I don't want to commit to a real opinion, but the cynic in me sees a bitter lesson you could take from this is that the database should default to a low isolation level--the damn developers aren't even using transactions right, so why waste performance handling transactions in the strictest possible way?
Sure, sometimes it's too slow, but it should be the default.
Very few people can write correct database code at the other serialization levels. Most think they can, but it's harder than correct multi-threading, because databases do weird unintuitive things for performance.
Naively one would expect that no individual UPDATE or INSERT statement could deadlock in isolation… but there you go.
If that is possible, the possibilities across multiple concurrent data mutating queries are beyond human comprehension!
Serializable should absolutely be the default!
Similarly, all columns should be automatically indexed to at least some degree, like Postgres BRIN indexes at a minimum.
Time and experience have shown that the vast majority of developers are pathologically unable to properly define all required indexes ahead of time.
That being said also "required indexes ahead of time" is impossible - because query patterns change and things get released unless you mean something like "the required indexes for our obvious query patterns we just freaking released.
I dont think most columns need to be indexed because that is mostly nonsense, most columns never have a where clause applied to them or are sorted on themselves, so an index provides ??? value.
As a consultant I come across a lot of CotS software, in-house or otherwise bespoke software, etc. Roughly 40% of the former has 100% of the minimum required number of indexes and approximately 5% of the latter. By "minimum", I mean the indexes required to avoid full scans of tables that will become large enough for this to be a problem in production.
"Disciple doesn't scale." is one of my favourite sayings now, for a reason!
1) Developers almost always work with toy data, and are hence insulated from poor indexing decisions. Problems turn up 'x' years from now. It is well established that humans learn poorly when consequences are delayed... by mere hours, let alone years!
2) DBAs and developers often have an adversarial relationship. A common consequence of this workplace dynamic is that developers aren't granted the required access to tune indexes, especially in production, which is where the issues manifest.

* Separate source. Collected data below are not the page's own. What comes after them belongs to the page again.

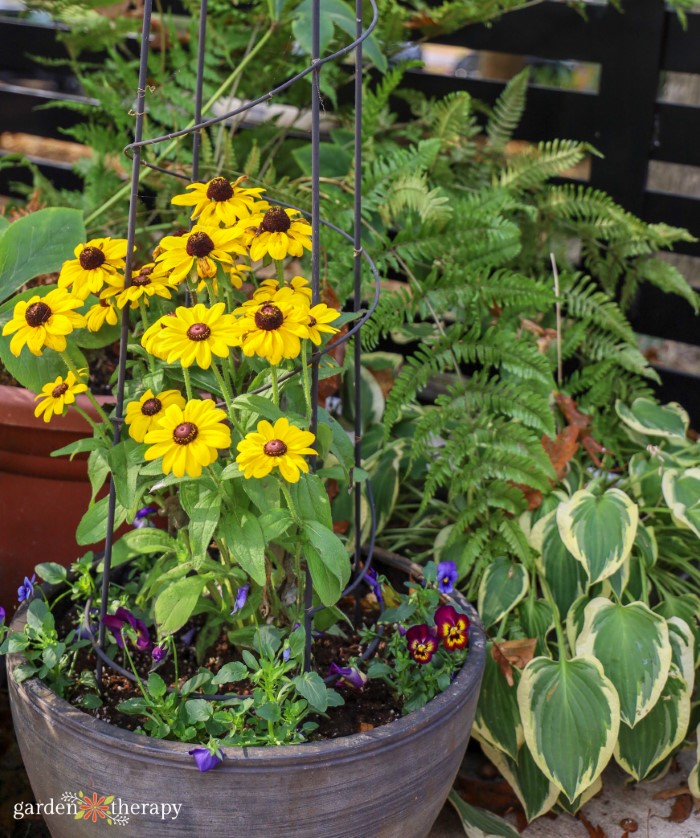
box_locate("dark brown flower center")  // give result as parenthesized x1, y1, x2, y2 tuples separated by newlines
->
(79, 246, 106, 270)
(141, 397, 162, 416)
(186, 231, 215, 258)
(173, 422, 198, 445)
(132, 267, 153, 287)
(187, 323, 211, 341)
(263, 439, 287, 457)
(308, 315, 317, 327)
(52, 383, 69, 398)
(99, 299, 111, 308)
(261, 206, 291, 234)
(25, 301, 52, 327)
(254, 304, 284, 331)
(206, 177, 234, 202)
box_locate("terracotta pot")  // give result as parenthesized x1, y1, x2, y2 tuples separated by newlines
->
(7, 557, 486, 838)
(0, 384, 113, 602)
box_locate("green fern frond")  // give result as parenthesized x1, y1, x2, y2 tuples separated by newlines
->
(486, 68, 530, 151)
(499, 140, 591, 191)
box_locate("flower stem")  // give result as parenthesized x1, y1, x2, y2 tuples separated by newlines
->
(211, 361, 234, 413)
(138, 301, 157, 374)
(73, 405, 110, 443)
(300, 341, 311, 423)
(59, 352, 111, 426)
(182, 365, 194, 402)
(275, 259, 286, 284)
(280, 481, 301, 527)
(271, 364, 279, 406)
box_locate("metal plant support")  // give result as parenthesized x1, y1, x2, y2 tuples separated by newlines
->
(90, 0, 382, 689)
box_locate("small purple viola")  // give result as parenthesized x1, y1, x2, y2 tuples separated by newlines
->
(282, 648, 291, 662)
(188, 746, 224, 772)
(17, 575, 36, 603)
(0, 606, 5, 624)
(152, 644, 167, 663)
(436, 561, 458, 594)
(364, 567, 383, 602)
(102, 607, 152, 652)
(181, 627, 196, 645)
(230, 584, 250, 615)
(133, 506, 157, 529)
(328, 662, 367, 690)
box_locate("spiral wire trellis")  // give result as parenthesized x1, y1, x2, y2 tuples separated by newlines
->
(90, 0, 384, 694)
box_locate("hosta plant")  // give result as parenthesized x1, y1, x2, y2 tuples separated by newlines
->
(471, 397, 700, 821)
(0, 177, 474, 759)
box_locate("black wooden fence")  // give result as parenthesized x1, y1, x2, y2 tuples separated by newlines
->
(1, 1, 699, 419)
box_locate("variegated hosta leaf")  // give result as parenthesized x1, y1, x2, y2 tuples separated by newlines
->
(614, 667, 691, 781)
(517, 656, 620, 803)
(616, 398, 689, 441)
(603, 556, 630, 600)
(478, 557, 529, 629)
(555, 775, 603, 815)
(634, 523, 658, 569)
(536, 514, 588, 618)
(667, 617, 695, 694)
(628, 452, 663, 506)
(480, 741, 559, 823)
(655, 594, 700, 669)
(688, 723, 700, 799)
(565, 595, 589, 652)
(575, 599, 672, 727)
(557, 488, 638, 584)
(518, 598, 554, 656)
(447, 791, 520, 838)
(473, 643, 523, 761)
(662, 468, 700, 539)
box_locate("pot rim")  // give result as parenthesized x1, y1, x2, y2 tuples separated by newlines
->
(7, 556, 486, 771)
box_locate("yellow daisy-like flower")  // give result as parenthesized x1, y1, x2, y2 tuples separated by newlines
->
(85, 298, 119, 332)
(171, 176, 269, 226)
(2, 288, 86, 357)
(236, 418, 316, 483)
(141, 314, 172, 360)
(103, 264, 179, 309)
(124, 388, 186, 443)
(232, 299, 310, 366)
(148, 302, 239, 369)
(305, 303, 341, 345)
(245, 276, 312, 309)
(33, 369, 88, 423)
(144, 399, 231, 478)
(234, 206, 312, 263)
(57, 237, 129, 300)
(154, 225, 247, 284)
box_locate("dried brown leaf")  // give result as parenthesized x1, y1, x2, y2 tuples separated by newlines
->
(668, 794, 693, 823)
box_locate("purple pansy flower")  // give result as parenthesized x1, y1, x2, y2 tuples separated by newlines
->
(328, 662, 368, 690)
(436, 561, 458, 594)
(230, 584, 250, 615)
(17, 575, 36, 603)
(102, 607, 152, 652)
(406, 624, 438, 665)
(188, 747, 224, 772)
(133, 506, 157, 529)
(364, 567, 383, 602)
(152, 645, 167, 663)
(0, 606, 5, 624)
(283, 648, 291, 662)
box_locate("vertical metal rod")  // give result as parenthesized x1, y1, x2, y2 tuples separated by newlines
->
(191, 0, 208, 184)
(303, 0, 321, 673)
(353, 0, 364, 594)
(96, 0, 153, 685)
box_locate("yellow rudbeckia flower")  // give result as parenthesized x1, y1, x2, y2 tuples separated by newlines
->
(144, 399, 231, 478)
(33, 370, 88, 423)
(234, 206, 312, 263)
(244, 276, 312, 310)
(2, 288, 86, 357)
(171, 176, 268, 226)
(305, 303, 341, 345)
(232, 299, 309, 365)
(104, 264, 179, 309)
(236, 417, 316, 483)
(125, 388, 186, 443)
(85, 299, 119, 332)
(149, 302, 239, 369)
(57, 237, 129, 300)
(154, 225, 247, 284)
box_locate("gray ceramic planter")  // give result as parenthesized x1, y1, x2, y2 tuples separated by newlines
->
(8, 558, 486, 838)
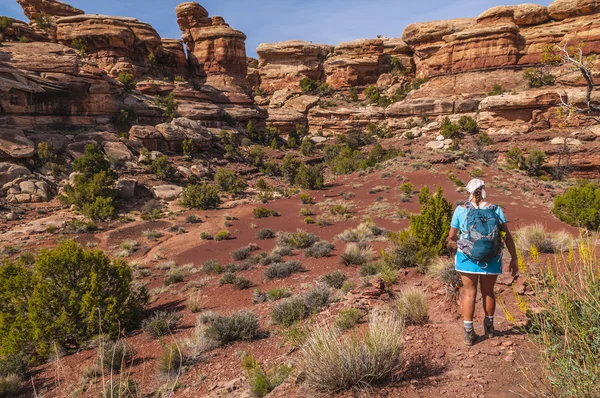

3) I've heard anecdotes, including here, along the lines of "XYZ cloud native / webscale database is so much faster than ABC traditional RDBMS!". Very often the difference is just that XYZ auto-indexes by default. CosmosDB, Google Firestore, Kusto, Elastic, Druid, and many columnar formats are in this category of "magically" faster!
I'm now 99% convinced that RDBMS needs to be reinvented for the modern fast-paced, vibe-coded, "I'm a fullstack(lol) dev" world where people simply don't have the bandwidth to pay attention to minutiae like on-disk sort order and filtered secondary indexes. A better fit for today's world would be a system that is: columnar by default like SAP HANA, compressed[1] by default, indexed by default (thanks to being columnar!), serializable by default, and "include batteries" like native queue capabilities so that nobody has to figure out cross-RDBMS complications like distributed transactions, outbox patterns, or deal with the consequences of a DBA rolling back one of two databases to a backup.
Big point: Serializable not exist alone in a decent ACID datastore, and no, less strict rules for the MOST important thing you have(your data) is NOT a good idea.
Over and over again Acid RDBMS have proven that trying to "relax" the rules in pursuit of performance or worse, mystical holy grails that have never been right or correct for a primary datastore, is a mistake. And then people goes back to them, because is the best tool for ALL the primary data store jobs. ALL OF THEM.
Is like the mythical C developer that "not need safety", that at least has more chance of be possible (after MANY passes over the code) that a datastore without safeguards.
but ignoring that, serializable isolation level means the database acts AS IF the transactions are serial. but most databases in fact will execute them concurently, with careful tracking to make sure they appear serial
Sometimes though, yes definitely. It's hard to claim anything universal at all about databases.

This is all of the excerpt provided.